Michael Crosby, Mote Marine Laboratory President and CEO
Because of its emphasis on the need to do more research, Mote has drawn criticism from some activists, including Bruno, who are eager to see short-term solutions. But Crosby said research and production of usable technology can happen in parallel. He said there are already promising leads for mitigating red tide, and he anticipated the Red Tide Institute would be able to produce meaningful results in the near future.
“I fully expect at the end of a year, you’re going to see significant progress,” Crosby said. “I fully expect that within a period of three to five years, we will have available deployable technologies that can be used to battle red tide.”
Meanwhile, local governments have debated what policy steps might most effectively improve water conditions in the region. Commissioners in Manatee and Sarasota counties, Longboat Key and the city of Sarasota have all held discussions on red tide in the past six months, focused in particular on water quality improvement initiatives.
Officials have tried to educate residents about the best practices for avoiding the introduction of harmful nutrients into the water. Sarasota County plans to hold a water quality summit this spring, hoping to bring together citizens from across the county to discuss options for improving the quality of local waters. The Gulf Coast Community Foundation has convened a nutrient management working group, bringing together local leaders in a quest to find the most meaningful policy solutions.
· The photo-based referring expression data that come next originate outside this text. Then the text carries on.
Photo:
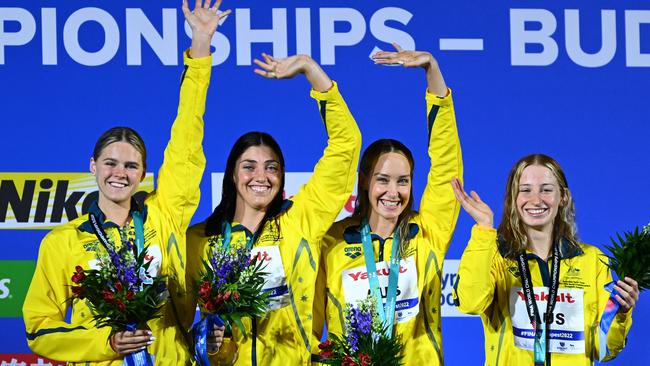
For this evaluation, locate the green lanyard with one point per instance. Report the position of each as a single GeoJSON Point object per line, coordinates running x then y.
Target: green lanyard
{"type": "Point", "coordinates": [386, 312]}
{"type": "Point", "coordinates": [226, 229]}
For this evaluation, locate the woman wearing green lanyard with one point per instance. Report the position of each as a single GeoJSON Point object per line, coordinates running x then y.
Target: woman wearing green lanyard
{"type": "Point", "coordinates": [252, 212]}
{"type": "Point", "coordinates": [540, 293]}
{"type": "Point", "coordinates": [159, 223]}
{"type": "Point", "coordinates": [386, 248]}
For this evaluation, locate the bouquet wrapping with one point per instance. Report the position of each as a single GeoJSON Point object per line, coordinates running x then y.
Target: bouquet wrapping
{"type": "Point", "coordinates": [120, 291]}
{"type": "Point", "coordinates": [229, 289]}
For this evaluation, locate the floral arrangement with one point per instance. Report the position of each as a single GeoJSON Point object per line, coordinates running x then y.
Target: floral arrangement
{"type": "Point", "coordinates": [231, 284]}
{"type": "Point", "coordinates": [121, 294]}
{"type": "Point", "coordinates": [364, 341]}
{"type": "Point", "coordinates": [630, 256]}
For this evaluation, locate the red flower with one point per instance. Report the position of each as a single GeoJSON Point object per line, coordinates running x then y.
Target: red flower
{"type": "Point", "coordinates": [79, 291]}
{"type": "Point", "coordinates": [120, 305]}
{"type": "Point", "coordinates": [326, 354]}
{"type": "Point", "coordinates": [325, 345]}
{"type": "Point", "coordinates": [107, 295]}
{"type": "Point", "coordinates": [220, 297]}
{"type": "Point", "coordinates": [349, 361]}
{"type": "Point", "coordinates": [365, 359]}
{"type": "Point", "coordinates": [209, 306]}
{"type": "Point", "coordinates": [204, 290]}
{"type": "Point", "coordinates": [78, 277]}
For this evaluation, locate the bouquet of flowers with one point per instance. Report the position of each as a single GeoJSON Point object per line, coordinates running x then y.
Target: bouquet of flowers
{"type": "Point", "coordinates": [121, 293]}
{"type": "Point", "coordinates": [229, 289]}
{"type": "Point", "coordinates": [364, 341]}
{"type": "Point", "coordinates": [630, 257]}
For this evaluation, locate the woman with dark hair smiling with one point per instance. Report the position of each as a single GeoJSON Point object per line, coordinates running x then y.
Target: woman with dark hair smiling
{"type": "Point", "coordinates": [285, 232]}
{"type": "Point", "coordinates": [386, 249]}
{"type": "Point", "coordinates": [539, 291]}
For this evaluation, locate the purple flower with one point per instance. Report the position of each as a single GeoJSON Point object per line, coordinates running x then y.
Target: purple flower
{"type": "Point", "coordinates": [358, 324]}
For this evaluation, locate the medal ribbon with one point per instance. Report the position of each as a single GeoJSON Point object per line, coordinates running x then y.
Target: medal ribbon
{"type": "Point", "coordinates": [542, 331]}
{"type": "Point", "coordinates": [386, 312]}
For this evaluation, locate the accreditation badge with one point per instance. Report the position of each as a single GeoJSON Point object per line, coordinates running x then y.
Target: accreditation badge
{"type": "Point", "coordinates": [567, 327]}
{"type": "Point", "coordinates": [356, 287]}
{"type": "Point", "coordinates": [275, 280]}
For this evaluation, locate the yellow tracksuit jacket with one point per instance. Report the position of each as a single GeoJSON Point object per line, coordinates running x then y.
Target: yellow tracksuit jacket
{"type": "Point", "coordinates": [343, 277]}
{"type": "Point", "coordinates": [283, 335]}
{"type": "Point", "coordinates": [488, 284]}
{"type": "Point", "coordinates": [167, 213]}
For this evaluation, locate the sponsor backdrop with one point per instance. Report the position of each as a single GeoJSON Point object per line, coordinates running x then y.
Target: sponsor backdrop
{"type": "Point", "coordinates": [569, 79]}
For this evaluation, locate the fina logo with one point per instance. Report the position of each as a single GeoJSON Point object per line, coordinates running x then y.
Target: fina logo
{"type": "Point", "coordinates": [4, 288]}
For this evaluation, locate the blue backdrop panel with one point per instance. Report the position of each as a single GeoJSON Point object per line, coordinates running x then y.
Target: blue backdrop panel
{"type": "Point", "coordinates": [569, 79]}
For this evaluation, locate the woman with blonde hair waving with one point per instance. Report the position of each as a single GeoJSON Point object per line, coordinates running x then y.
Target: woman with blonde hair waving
{"type": "Point", "coordinates": [539, 291]}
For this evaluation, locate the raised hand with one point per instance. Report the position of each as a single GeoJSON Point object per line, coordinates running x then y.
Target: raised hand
{"type": "Point", "coordinates": [215, 339]}
{"type": "Point", "coordinates": [435, 81]}
{"type": "Point", "coordinates": [628, 294]}
{"type": "Point", "coordinates": [203, 20]}
{"type": "Point", "coordinates": [404, 58]}
{"type": "Point", "coordinates": [473, 205]}
{"type": "Point", "coordinates": [287, 68]}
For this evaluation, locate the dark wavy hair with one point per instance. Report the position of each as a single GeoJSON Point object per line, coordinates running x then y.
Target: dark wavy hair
{"type": "Point", "coordinates": [512, 231]}
{"type": "Point", "coordinates": [367, 166]}
{"type": "Point", "coordinates": [225, 211]}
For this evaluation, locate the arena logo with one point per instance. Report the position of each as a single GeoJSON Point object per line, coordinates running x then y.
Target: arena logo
{"type": "Point", "coordinates": [45, 200]}
{"type": "Point", "coordinates": [164, 43]}
{"type": "Point", "coordinates": [294, 180]}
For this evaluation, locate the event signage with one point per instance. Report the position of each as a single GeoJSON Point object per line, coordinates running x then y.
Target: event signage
{"type": "Point", "coordinates": [45, 200]}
“We need to better understand — what’s contributing the most in terms of nutrients, and what are the actions that will help improve that the most, in the most cost-effective way?” said Stevie Freeman-Montes, the city of Sarasota’s sustainability manager.
Although local governments have indicated a desire to take action in the wake of the recent red tide event, they’ve also run into some challenges. Residents have campaigned for a year-round fertilizer ban or a crackdown on aging septic tank systems, but state regulations limit the ability of local legislators to pursue such initiatives. Manatee County Commissioner Vanessa Baugh wants to focus on improving aging pipes and other infrastructure, but figuring out how to pay for those projects is a delicate issue.
Sarasota County Commissioner Charles Hines has emphasized the need for statewide action on red tide, expressing concern that a few good steps toward improved water quality won’t be enough to show meaningful results.
The rest of the community is finding ways to do their part. For more than a decade, the citizen-led group Solutions To Avoid Red Tide has been working on practical water quality projects for more than two decades. Visit Sarasota County is helping local businesses post up-to-date images of Sarasota on Google Maps, hoping to inform potential visitors the region has bounced back from red tide.
Community associations have worked to improve their landscaping practices to prevent harmful runoff from entering the sewer system. The Central Cocoanut Neighborhood Association is working with the Sarasota Bay Estuary Program to help fund an environmental education program at Bay Haven Elementary School, having fifth-grade students design watershed restoration projects.
“We’re trying to proactively engage the community through the kids and raise the awareness of what’s happening,” said Arthur Lindemanis, a director of the Central Cocoanut Neighborhood Association.
Perhaps to the dismay of some residents, Crosby has said there is likely no one silver bullet to solve the problems associated with red tide. But across the community, people have vowed to do what they can to improve the quality of our water, to use the severity of the latest outbreak as motivation to keep focused on the search for solutions.
As a result, for those working to develop innovative strategies for addressing red tide, there is an optimism a better future awaits.